Bien sûr il y a des compositions qui évoquent
plus la bande-son d’un film tourné en Panavision et en Eastmancolor – The Unknown, très cinématographique,
donc – mais dans l’ensemble Sauvage
Formes est un petit chef d’œuvre de délicatesse minimale et de pointillisme
chromatique, le tout servi par un dynamisme et un optimisme des meilleurs jours.
Ce qui est amusant c’est que toutes les musiques sont signées par le
contrebassiste Vincent Bertholet. Lequel joue également dans le duo Hyperculte
aux cotés de Simone Aubert (Massicot, J’m’en fous), groupe qui lui fait tout le
contraire d’Orchestre Tout Puissant
Marcel Duchamp c’est-à-dire qu’il cherche à remplir le plus d’espace
possible avec seulement deux musiciens.
S’il y a du changement dans la musique
d’Orchestre Tout Puissant Marcel Duchamp
il est donc à chercher ailleurs. Mais pas très loin non plus. Beaucoup
moins ouvertement post-punk meets afro-beat qu’auparavant, la musique du groupe
se diversifie significativement sur Sauvage
Formes, pouvant même lorgner du côté d’une pop bucolique et fleurie (Sous Mes Yeux, Lost And Found) et parfois même parfumé d’un allant épique (So We All). Avec également un côté délicieusement
bancal et en même temps rigoriste qui inexorablement me fait penser aux
regrettées Electrelane (alors que, oui, musicalement les deux groupes n’ont
strictement rien à voir).
C’est comme si Orchestre Tout Puissant Marcel Duchamp, en exploitant toutes les
possibilités offertes par autant de musiciens différents, en avait surtout profité
pour enrichir son propos à tous les niveaux. Et en parlant de propos : on
reconnaitra sans difficulté le timbre et les intonations si séduisantes de Liz
Moscarola mais elle n’est pas la seule à donner ici de la voix. Non seulement il
y a énormément de parties chorales sur Sauvage
Formes – à tel point que toutes les musiciennes et tous les musiciens sont crédité.e.s à la voix – mais Vincent
Bertholet (?) et surtout Aby Vulliamy se relaient également avec bonheur devant
le micro pour assurer le chant principal. Tout comme l’anglais n’a plus l’exclusivité
des paroles, le français se taillant une part non négligeable (Bêtes Féroces, sur un poème du québécois
Gaston Miron ; Danser Soi Même,
parfumé au feu de bois, un texte signé Jean Dubuffet).
Ce ne sont donc pas les surprises qui
manquent sur Sauvage Formes. Avec ce
sentiment de découvrir un groupe qui a grandit – dans tous les sens du terme.
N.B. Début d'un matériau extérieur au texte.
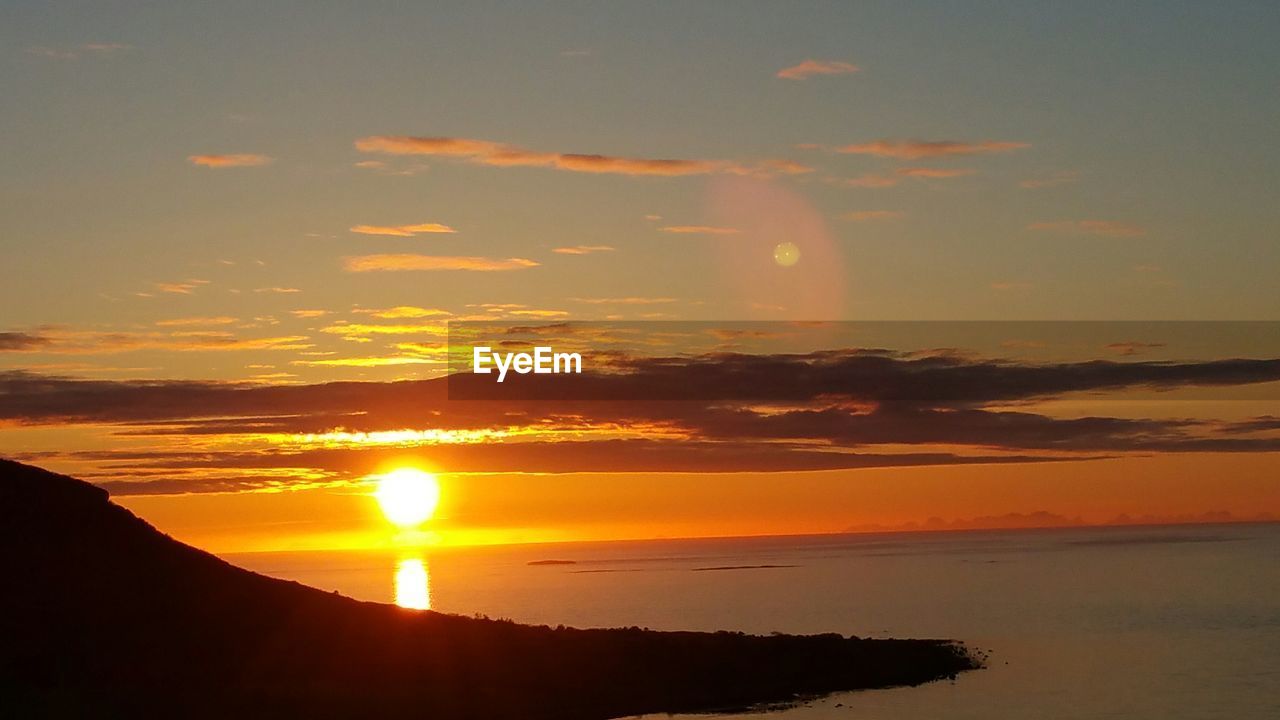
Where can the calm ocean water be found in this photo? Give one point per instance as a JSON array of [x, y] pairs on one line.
[[1169, 623]]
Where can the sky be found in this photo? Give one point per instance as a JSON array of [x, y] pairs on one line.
[[210, 213]]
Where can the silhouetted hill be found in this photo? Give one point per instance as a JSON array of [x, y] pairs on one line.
[[101, 615]]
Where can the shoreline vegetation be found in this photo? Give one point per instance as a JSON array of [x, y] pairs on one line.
[[105, 616]]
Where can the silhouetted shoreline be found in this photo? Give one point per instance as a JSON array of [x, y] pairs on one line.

Je veux dire : les histoires d’ « album de la maturité » c’est
juste bon pour les groupes de hard-rock et de musique stadière ; avec Sauvage Formes on a le sentiment très
fort qu’Orchestre Tout Puissant Marcel
Duchamp est un enfant qui est devenu grand mais qui n’a pas abandonné ses
rêves et qui au contraire en a réalisé de nouveaux.